We represent the reservoir by a heterogeneous, dynamic, directed graph with injector and producer nodes where directed edges connect nearby nodes. We selected GNN for modeling the waterflood network since other deep-learning approaches (CNN and RNN) are generally suitable for regular Euclidean data (2D grids and 1D sequences). We use message passing with attention to leverage the graph's topology and reduce the number of trainable parameters. Production in each producer is equal to the weighted summation of signals received by nearby injector/aquifer nodes, where the connection's strength (well allocation factor) and efficiency (oil-cut function) represent weights. Strength quantifies the hydraulic communication between the node pairs and is estimated by solving single-phase pressure and tracer equations on an adaptive 3D unstructured PEBI grid. Efficiency indicates the percentage of total strength that contributes to oil production and is characterized by a sigmoid-like function with trainable parameters estimated by minimizing a regression loss using gradient-descent-based optimization. Also, a Markov-Chain Monte-Carlo (MCMC)-based uncertainty quantification framework is developed to quantify the model parameters' uncertainty.
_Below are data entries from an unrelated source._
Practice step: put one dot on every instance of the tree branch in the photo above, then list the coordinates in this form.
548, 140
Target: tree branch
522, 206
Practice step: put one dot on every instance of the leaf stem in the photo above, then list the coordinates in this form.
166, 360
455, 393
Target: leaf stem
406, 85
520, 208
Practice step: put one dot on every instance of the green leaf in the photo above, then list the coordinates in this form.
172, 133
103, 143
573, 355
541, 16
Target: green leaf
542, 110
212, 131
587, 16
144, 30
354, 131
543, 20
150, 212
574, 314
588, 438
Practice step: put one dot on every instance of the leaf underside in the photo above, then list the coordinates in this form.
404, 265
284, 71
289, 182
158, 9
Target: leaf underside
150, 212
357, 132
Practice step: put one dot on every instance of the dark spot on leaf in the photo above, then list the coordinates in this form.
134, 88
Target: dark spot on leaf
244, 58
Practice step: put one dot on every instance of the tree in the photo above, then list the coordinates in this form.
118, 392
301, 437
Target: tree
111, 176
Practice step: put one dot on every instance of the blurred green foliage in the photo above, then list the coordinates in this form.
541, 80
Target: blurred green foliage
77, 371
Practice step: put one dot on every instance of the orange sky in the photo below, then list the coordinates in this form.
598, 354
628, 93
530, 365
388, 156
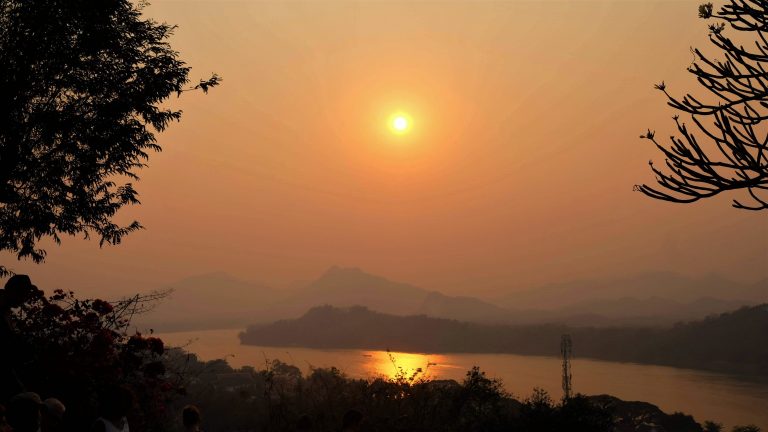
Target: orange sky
518, 170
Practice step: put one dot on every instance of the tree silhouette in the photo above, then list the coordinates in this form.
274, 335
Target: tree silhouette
81, 83
730, 149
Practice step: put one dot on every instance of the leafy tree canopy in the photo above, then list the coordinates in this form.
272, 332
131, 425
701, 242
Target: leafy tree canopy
81, 87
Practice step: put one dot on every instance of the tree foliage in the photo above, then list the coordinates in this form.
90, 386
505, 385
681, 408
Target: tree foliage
726, 148
81, 87
71, 349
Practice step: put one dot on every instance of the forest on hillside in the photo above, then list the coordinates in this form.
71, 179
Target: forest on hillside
735, 340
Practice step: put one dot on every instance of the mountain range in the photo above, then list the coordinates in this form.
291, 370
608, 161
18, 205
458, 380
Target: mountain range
735, 341
219, 300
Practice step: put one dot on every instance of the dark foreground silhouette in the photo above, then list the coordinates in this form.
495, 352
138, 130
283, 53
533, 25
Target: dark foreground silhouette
730, 342
71, 365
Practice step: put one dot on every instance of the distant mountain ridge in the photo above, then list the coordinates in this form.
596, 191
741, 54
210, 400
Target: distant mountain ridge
735, 341
218, 300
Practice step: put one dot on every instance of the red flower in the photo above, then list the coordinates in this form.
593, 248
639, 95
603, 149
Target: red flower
101, 307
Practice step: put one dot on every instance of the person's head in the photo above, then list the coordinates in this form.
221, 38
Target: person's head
352, 420
304, 423
24, 412
115, 402
52, 415
4, 427
190, 416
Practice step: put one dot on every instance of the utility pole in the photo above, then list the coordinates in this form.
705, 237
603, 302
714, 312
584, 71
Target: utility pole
565, 350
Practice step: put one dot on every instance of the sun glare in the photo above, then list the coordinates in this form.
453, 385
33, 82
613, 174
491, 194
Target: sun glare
400, 123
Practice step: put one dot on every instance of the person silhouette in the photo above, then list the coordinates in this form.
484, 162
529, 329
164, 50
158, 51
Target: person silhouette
24, 412
304, 424
52, 415
190, 417
17, 290
352, 421
114, 405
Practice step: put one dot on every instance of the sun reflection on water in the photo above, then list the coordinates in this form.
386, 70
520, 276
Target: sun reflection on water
390, 364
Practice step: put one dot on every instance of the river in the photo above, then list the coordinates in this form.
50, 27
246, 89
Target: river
705, 395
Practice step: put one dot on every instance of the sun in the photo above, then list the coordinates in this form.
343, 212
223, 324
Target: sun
400, 123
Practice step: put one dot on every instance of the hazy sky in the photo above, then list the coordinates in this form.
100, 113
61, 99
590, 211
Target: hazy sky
518, 169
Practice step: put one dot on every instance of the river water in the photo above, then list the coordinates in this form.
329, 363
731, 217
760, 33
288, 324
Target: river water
723, 398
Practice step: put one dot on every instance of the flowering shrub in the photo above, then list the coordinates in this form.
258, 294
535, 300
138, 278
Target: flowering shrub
71, 348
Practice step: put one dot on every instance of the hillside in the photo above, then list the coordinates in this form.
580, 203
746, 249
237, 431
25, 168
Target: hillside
733, 342
219, 300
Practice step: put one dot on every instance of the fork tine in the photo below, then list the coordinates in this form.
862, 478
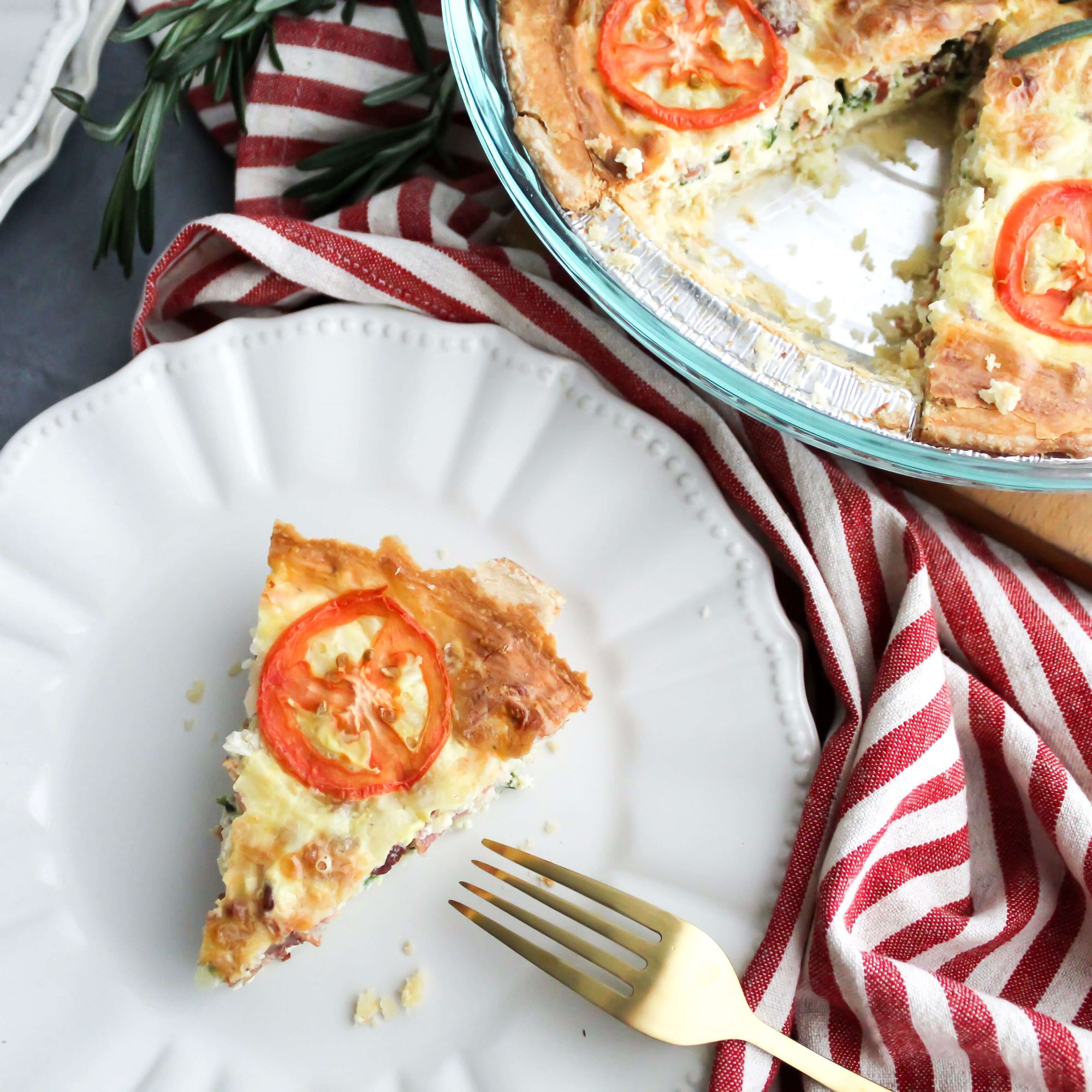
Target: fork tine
590, 989
636, 910
594, 954
622, 937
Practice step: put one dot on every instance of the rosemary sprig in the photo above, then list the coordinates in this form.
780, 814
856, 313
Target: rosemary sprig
1054, 37
357, 170
217, 43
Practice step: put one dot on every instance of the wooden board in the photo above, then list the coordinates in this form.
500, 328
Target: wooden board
1053, 528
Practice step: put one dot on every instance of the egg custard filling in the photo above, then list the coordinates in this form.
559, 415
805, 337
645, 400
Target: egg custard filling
385, 703
1008, 338
662, 106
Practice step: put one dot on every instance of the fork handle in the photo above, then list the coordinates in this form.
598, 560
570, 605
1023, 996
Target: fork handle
836, 1077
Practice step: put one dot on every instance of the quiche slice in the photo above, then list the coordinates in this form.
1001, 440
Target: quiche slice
619, 97
385, 702
1010, 364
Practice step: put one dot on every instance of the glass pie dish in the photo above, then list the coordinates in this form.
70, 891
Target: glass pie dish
714, 354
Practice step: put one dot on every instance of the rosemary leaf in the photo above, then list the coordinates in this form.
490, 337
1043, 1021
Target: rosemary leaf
146, 216
400, 89
416, 33
239, 90
275, 55
70, 99
1055, 37
246, 26
150, 23
218, 43
353, 152
223, 75
151, 130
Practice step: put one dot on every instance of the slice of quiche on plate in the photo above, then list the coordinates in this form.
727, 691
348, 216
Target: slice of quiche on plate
385, 703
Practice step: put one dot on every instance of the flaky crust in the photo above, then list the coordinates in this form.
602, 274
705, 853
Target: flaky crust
548, 121
509, 690
1054, 414
1024, 124
575, 128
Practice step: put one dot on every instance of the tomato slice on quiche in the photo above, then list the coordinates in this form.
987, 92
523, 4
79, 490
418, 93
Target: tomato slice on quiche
385, 703
1041, 265
723, 53
363, 722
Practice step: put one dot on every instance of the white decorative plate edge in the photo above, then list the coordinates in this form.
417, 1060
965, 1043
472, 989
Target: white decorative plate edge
80, 74
755, 596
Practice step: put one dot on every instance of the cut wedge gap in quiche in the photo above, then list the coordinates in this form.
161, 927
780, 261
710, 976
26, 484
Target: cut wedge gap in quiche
662, 106
619, 98
385, 703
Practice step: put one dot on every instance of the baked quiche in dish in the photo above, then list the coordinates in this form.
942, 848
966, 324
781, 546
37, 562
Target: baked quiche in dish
633, 101
385, 703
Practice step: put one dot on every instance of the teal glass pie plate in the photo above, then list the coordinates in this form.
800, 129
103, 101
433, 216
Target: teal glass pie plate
472, 39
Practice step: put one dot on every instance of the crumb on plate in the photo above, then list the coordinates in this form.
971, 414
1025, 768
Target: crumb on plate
367, 1008
413, 991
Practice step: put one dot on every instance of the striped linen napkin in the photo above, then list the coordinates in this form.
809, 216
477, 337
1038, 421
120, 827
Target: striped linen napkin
933, 931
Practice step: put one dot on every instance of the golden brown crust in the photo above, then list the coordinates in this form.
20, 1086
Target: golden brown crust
886, 32
575, 128
292, 857
1053, 414
1024, 124
548, 121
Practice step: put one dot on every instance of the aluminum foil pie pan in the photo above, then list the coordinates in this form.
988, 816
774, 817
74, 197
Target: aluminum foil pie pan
828, 252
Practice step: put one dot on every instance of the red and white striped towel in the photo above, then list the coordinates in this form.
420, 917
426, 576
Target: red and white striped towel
934, 928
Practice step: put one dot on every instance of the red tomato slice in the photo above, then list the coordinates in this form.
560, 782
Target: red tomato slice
1069, 204
642, 38
363, 699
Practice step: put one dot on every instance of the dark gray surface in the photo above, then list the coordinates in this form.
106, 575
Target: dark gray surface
63, 327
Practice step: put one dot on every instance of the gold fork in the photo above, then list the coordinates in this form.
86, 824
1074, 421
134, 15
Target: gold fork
687, 992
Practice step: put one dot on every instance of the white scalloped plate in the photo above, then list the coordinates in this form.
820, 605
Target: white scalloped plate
80, 74
35, 38
134, 525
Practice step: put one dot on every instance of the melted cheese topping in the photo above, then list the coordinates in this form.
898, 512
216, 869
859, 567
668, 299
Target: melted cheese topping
845, 67
1054, 260
292, 856
283, 817
1026, 124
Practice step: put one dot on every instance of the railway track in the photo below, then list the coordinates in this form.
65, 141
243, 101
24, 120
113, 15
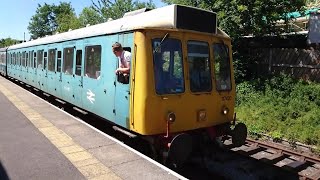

The proposed methodology was successfully applied to many reservoirs across the world. This paper shows the results for a carbonate field with more than 150 wells, 60 years of history, and a 50% water cut. The asset team's objective was to increase oil production while maintaining water production. The GNN model was trained with test-set (last 12 months of production history was held out a test set) accuracy of 90% and then used to optimize the waterflooding strategy for the next six months. After applying a non-linear constrained pattern search method, the optimized strategy resulted in a 26,100 STB/D increase in oil production without a drastic change in water production level. This outcome was achieved only by adjusting the injection rates and producers' operational conditions without drilling or major workovers.
The presented modeling approach has many benefits for actively managing waterflooding: a) more than 90% speed-up for model building and (re)training compared to conventional workflows, b) super-fast simulations with GNN, c) improved model accuracy/generalization leveraging a physics-informed machine learning, d) more robust decision making through uncertainty quantification, and e) significantly shorter decision cycles in waterflood operations for well control optimization to increase oil recovery and/or reduce water production.